Once the police and ambulance crew arrived, the tone and atmosphere became more serious. The police confirmed the suspicions of some of the college students who were talking together. Tommy had been dead for several hours due to an overdose of heroin.
A few of the students talked to one of the detectives and said they saw Tommy talking to someone in the church parking lot last week after mid-week service in a fancy, dark colored car. Had they witnessed a drug deal they wondered? What was up with Tommy? Since returning from his first year of college, he seemed aloof, distracted, short-tempered, and not interested in hanging out with old friends from the high school youth group.
One of the guys said what I am sure a few were thinking: If we hadn’t been concerned about prying too much, sticking our nose into a friend’s business, or even being labeled a tattle-tale, could we have saved his life? Could his apparent poor choice of taking drugs been averted? If we had been more concerned about his health and spiritual condition instead of just enjoying summer break, would he still be alive? But none of us pressed Tommy with our questions.
Read Luke 22:24-30.
In the Gospel of Luke, we read about an encounter that poses similar concerns. After eating the Passover meal, the disciples of Jesus start arguing about which of them was the greatest. Jesus stopped the arguing by explaining that greatness in His Kingdom is measured differently than what they were accustomed to. Jesus stated He measures greatness not by whether we get what we want from others, but by how well we serve others.
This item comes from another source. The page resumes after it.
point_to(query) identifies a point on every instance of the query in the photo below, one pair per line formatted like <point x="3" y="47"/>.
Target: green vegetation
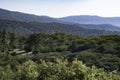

Are you self-absorbed about your own welfare and needs? What petty problems, silly arguments, or trivial pursuits consume your time and energy and keep you from being effective in serving others and being others-centered? Read Paul’s description of Timothy in Philippians 2:19-22. Isn’t that the kind of reference you would like to have on your resume?
Live communally. Serving others as a representative of Jesus is costly, but it is never trivial.